Google an issue you care about and add “myth vs. fact” to the search terms (e.g., climate change myth vs. fact, charter schools myth vs. fact, criminal justice myth vs. fact).
The results will be full of good organizations using their websites to counter myths about their core issues. You’ll see each myth in big, bold letters. They will be succinct, straightforward, and pack a punch. Then, you’ll find a few sentences in regular text describing why that myth is false.
It’s rational to want to correct misinformation and sound strategy to establish the fact base around your issue or cause. But a lot of the ways we try to do it either don’t work or actually backfire.

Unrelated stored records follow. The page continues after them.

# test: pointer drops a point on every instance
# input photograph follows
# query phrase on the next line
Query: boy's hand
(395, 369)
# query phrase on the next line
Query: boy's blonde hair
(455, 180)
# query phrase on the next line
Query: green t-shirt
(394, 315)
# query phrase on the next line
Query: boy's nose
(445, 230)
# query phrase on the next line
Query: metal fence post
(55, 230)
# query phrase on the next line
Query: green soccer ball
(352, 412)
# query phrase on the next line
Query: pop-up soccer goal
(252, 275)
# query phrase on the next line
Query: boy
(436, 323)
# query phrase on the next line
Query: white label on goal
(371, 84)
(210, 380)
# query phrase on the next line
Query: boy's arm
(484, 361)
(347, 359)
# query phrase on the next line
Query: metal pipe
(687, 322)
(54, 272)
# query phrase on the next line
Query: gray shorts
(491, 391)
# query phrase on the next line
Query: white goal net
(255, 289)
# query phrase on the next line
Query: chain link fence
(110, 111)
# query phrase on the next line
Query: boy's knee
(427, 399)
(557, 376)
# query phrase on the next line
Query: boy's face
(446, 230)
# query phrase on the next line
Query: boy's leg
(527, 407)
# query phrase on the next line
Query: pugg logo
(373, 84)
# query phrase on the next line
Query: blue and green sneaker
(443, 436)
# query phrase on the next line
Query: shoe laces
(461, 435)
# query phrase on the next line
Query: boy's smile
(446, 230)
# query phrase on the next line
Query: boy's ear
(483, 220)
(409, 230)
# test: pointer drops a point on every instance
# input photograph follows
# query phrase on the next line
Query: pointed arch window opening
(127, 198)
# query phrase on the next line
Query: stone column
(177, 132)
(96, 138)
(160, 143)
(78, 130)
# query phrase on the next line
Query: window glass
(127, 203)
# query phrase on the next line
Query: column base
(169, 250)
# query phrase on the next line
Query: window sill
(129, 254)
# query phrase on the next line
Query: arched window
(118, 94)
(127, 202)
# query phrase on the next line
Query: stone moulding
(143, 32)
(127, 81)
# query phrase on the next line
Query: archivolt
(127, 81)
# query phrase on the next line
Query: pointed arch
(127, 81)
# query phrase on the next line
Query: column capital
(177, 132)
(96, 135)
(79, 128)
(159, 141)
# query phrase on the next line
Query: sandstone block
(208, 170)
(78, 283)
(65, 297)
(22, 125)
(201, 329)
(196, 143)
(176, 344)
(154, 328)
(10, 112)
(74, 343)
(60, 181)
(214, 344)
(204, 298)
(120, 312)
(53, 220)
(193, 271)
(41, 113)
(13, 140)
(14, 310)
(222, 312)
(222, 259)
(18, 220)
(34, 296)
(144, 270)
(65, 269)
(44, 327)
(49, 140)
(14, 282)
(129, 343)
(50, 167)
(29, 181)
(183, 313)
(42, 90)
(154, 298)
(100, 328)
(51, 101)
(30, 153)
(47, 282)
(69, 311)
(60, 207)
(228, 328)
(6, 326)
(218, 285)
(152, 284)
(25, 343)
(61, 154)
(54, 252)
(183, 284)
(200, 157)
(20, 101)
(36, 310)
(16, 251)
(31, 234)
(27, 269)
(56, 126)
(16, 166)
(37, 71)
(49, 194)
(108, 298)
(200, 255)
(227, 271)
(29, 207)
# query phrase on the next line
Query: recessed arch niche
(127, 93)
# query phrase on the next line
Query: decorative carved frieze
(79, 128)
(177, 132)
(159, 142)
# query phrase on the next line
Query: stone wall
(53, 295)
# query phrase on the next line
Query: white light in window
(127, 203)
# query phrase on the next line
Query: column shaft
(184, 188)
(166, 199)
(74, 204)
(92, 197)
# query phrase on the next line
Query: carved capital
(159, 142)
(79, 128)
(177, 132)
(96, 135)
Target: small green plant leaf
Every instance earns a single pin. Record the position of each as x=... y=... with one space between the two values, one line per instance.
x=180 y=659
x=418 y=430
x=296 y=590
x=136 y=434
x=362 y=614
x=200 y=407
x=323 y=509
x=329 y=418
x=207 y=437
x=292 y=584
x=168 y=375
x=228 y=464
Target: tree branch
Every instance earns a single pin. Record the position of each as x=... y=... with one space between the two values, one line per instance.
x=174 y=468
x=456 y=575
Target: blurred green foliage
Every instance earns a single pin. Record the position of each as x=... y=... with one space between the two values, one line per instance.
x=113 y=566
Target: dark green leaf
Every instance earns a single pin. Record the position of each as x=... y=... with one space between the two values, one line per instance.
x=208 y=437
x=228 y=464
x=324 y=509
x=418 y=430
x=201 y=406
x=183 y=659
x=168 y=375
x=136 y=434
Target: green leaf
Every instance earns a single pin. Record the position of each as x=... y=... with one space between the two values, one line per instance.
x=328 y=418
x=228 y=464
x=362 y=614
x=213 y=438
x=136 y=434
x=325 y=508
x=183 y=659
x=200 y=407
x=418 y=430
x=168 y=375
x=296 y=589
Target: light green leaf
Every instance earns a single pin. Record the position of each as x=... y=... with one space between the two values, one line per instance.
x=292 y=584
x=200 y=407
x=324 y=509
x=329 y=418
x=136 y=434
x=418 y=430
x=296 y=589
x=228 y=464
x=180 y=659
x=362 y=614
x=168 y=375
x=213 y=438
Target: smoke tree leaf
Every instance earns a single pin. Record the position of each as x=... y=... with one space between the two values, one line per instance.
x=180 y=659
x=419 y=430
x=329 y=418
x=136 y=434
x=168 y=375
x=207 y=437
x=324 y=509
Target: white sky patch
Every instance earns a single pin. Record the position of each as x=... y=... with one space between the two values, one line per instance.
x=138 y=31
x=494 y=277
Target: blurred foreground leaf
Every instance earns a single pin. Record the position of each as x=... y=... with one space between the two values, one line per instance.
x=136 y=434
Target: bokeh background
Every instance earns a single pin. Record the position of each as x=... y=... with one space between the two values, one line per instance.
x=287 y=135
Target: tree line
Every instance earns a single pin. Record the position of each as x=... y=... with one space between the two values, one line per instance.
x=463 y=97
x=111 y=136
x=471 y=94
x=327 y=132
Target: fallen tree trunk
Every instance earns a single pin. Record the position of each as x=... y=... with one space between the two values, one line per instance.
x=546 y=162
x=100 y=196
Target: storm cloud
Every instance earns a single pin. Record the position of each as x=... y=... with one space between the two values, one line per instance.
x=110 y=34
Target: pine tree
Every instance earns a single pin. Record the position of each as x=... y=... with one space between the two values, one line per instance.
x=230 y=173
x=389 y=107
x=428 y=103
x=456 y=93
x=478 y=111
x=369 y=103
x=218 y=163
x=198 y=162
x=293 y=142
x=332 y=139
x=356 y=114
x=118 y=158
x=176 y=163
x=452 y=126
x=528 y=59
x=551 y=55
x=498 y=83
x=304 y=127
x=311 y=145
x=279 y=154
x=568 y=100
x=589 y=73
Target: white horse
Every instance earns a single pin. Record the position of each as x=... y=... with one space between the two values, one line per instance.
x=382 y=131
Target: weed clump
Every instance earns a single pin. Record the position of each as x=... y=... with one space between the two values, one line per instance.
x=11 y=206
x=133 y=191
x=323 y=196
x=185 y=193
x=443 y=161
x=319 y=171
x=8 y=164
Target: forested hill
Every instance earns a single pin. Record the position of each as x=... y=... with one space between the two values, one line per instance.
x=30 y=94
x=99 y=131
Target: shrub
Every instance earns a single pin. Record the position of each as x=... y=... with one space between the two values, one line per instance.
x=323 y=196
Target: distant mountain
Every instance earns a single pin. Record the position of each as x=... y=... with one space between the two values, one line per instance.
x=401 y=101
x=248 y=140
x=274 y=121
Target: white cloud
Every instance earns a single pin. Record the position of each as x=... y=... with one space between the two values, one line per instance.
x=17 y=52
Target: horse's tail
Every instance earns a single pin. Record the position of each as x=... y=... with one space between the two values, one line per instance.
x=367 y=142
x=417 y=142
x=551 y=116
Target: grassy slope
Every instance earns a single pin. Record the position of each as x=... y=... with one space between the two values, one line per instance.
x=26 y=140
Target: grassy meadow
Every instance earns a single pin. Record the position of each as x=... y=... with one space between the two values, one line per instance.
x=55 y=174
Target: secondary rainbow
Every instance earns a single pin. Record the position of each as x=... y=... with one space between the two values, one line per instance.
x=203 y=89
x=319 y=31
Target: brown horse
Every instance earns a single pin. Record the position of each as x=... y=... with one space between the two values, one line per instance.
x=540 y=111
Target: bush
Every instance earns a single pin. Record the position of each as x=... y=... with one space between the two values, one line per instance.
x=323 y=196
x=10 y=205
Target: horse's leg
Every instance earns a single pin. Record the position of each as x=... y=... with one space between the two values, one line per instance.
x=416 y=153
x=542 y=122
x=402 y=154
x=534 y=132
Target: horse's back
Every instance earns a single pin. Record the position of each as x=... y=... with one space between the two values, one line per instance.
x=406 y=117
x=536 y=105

Research shows that framing information as myth vs fact can reinforce the myth itself. Sharing myths on your website, in a newsletter, op-ed, or on social media makes it easier for people to believe the false claim and increases the likelihood that the myth will feel true when encountered again later.
How Warnings about False Claims Become Recommendations found that while people could initially distinguish between true and false health-related statements, after a few days, they were more likely to believe any statement they had seen, regardless of its original presentation as true or false.
The study, “Myths and facts” campaigns are at best ineffective and may increase mental illness stigma, tested a social media myth vs fact campaign. As the study title makes clear, they found the campaign to be, at best, unhelpful and, at worst, counterproductive toward decreasing the stigma associated with mental health.
Why does this happen? Cognitive science suggests people will be more likely to believe a claim if they have seen it before. Even if they initially thought it was false. Even if it goes against their own beliefs.
This is familiarity bias, and it happens no matter how deeply you think about the claim or how smart you are. We’re just not very good at remembering where our familiarity comes from, especially as time goes on.